SYDNEY, Australia — A major police operation was under way Monday in Sydney where hostages are being held in a cafe.
Seven Network said that at least 13 people are being held at the Lindt Chocolate Cafe.
It published a photograph of people inside the building holding a black flag with Arabic writing on it. The flag reads: “There is no God but God and Mohammed is the prophet of God.”
Video showed people, presumably hostages, with their hands pressed up against the glass.
Some six hours into the situation, three people ran out of the building. It’s believed they were hostages, but it was not immediately clear whether they escaped or were released.
Australian Prime Minister Tony Abbott told reporters that authorities do not yet know the motivation of the person responsible for the ongoing situation.
“We don’t know whether this is politically motivated, although obviously there are some indications that it could be,” he said.
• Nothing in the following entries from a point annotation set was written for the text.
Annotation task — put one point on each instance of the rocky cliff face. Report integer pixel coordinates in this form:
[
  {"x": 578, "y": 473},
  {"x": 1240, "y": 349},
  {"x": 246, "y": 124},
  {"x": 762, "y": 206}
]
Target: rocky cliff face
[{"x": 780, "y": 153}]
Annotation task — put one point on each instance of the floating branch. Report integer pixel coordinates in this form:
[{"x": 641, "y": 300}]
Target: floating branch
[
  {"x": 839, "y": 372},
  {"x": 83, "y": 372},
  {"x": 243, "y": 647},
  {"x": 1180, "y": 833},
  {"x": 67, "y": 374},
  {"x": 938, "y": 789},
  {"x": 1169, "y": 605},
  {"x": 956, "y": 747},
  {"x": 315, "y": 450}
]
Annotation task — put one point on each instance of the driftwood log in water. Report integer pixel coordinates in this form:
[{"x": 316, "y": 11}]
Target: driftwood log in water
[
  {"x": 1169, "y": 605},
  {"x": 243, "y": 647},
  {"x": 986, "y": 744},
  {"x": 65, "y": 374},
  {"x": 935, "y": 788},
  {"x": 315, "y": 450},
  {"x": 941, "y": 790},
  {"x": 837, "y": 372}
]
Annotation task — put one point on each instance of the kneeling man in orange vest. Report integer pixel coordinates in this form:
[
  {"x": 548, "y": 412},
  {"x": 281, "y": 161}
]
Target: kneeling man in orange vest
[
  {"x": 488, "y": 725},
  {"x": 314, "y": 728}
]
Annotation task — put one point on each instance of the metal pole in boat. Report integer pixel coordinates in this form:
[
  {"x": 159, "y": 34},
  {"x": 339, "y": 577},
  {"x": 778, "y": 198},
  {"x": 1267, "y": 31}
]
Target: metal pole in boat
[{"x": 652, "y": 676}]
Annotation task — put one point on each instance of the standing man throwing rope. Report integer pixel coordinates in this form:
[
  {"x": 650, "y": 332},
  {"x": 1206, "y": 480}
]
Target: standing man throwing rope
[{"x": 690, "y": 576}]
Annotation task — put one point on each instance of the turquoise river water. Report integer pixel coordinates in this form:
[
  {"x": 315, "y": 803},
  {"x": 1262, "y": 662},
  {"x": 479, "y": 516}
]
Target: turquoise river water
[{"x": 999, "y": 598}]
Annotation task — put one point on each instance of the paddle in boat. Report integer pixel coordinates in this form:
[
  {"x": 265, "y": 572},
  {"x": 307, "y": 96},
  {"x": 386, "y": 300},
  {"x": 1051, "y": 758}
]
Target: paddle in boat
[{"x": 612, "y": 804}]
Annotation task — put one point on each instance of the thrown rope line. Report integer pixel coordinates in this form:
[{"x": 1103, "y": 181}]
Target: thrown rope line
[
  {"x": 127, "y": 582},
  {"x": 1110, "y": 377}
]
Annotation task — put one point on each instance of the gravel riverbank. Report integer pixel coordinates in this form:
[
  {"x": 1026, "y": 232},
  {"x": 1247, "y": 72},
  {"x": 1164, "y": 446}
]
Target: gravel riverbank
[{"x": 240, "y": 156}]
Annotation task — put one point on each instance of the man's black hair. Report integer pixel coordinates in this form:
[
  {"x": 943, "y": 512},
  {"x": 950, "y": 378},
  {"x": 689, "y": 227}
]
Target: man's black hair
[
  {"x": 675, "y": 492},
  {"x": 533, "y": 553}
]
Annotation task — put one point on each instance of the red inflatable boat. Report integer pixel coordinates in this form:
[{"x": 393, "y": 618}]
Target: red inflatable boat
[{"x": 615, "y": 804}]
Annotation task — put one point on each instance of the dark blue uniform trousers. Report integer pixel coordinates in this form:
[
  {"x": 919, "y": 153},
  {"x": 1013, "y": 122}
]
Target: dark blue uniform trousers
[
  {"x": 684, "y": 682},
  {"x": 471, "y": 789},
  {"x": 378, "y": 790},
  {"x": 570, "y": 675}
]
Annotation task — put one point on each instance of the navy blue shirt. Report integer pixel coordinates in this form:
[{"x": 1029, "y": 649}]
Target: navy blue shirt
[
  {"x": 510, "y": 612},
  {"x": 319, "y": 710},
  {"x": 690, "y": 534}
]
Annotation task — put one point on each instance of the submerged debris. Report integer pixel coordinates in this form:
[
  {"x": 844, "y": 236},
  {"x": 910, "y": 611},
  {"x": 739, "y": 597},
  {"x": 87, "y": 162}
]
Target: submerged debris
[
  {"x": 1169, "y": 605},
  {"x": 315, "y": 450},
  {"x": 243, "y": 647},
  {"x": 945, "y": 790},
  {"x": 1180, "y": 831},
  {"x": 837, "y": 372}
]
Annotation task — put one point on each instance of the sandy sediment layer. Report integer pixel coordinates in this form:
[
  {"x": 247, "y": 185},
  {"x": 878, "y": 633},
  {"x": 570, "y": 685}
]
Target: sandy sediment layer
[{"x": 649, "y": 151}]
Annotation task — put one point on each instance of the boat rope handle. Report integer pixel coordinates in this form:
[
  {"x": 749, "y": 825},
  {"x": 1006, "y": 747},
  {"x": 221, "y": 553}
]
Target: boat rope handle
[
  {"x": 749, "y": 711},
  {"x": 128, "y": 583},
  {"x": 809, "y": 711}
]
The Prime Minister added: “The whole point of politically motivated violence is to scare people out of being themselves. Australia is a peaceful, open and generous society. Nothing should ever change that.”
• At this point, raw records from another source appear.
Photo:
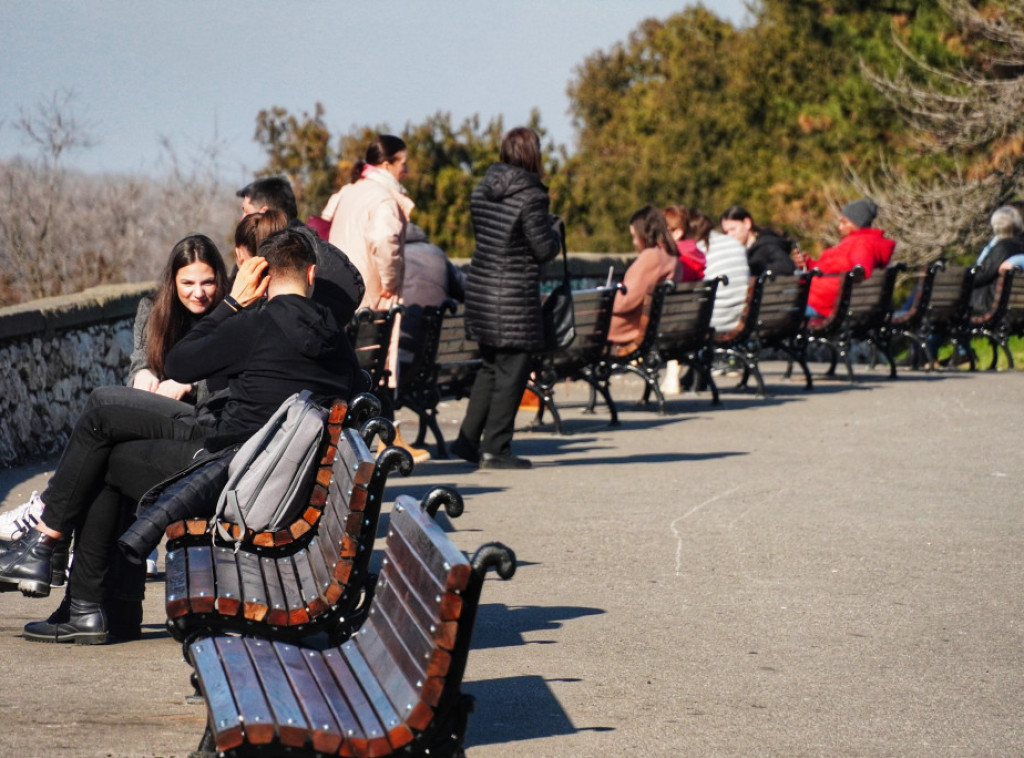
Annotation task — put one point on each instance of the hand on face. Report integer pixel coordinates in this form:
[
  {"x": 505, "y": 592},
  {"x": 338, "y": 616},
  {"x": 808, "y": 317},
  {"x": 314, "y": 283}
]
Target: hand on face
[{"x": 250, "y": 284}]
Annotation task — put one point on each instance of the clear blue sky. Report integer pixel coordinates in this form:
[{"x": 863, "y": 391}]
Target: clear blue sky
[{"x": 189, "y": 70}]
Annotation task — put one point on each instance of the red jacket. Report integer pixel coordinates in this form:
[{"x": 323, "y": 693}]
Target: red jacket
[{"x": 864, "y": 247}]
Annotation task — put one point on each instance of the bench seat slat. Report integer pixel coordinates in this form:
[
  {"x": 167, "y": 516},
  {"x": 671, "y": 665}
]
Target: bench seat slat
[
  {"x": 254, "y": 711},
  {"x": 289, "y": 719},
  {"x": 397, "y": 733}
]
He said more information would be released as it becomes available.
Two U.S. officials briefed on the incident said that it was unclear exactly how many hostages are being held. There is at least one armed suspect involved, and so far, no known motive, they said. U.S. President Barack Obama was also briefed on the situation.
Authorities have not yet had direct contact with the hostage taker, New South Wales Police Commissioner Andrew Scipione said.
“Our thoughts, our prayers go out to those that are caught up in this. We are doing absolutely everything we can to resolve it,” he told reporters.
The cafe is at Martin Place in Sydney’s busy Central Business District.
Video showed police and emergency workers at the scene, where a number of nearby streets have been closed.
The Martin Place train station was shut, and some offices were evacuated as a precaution, according to police. They urged people to stay away.
Chris Kenny, an editor at The Australian newspaper, was at the cafe Monday morning. He left shortly before the siege started.
“As police quickly swarmed and cleared the area, I turned to see a man against the window, facing out with his hands raised.
“At first I was relieved thinking this was the gunman responding to police — but soon the awful realisation the customers were being forced against the windows,” Kenny wrote in the newspaper.
“Terror is in the heart of Sydney right now,” he said.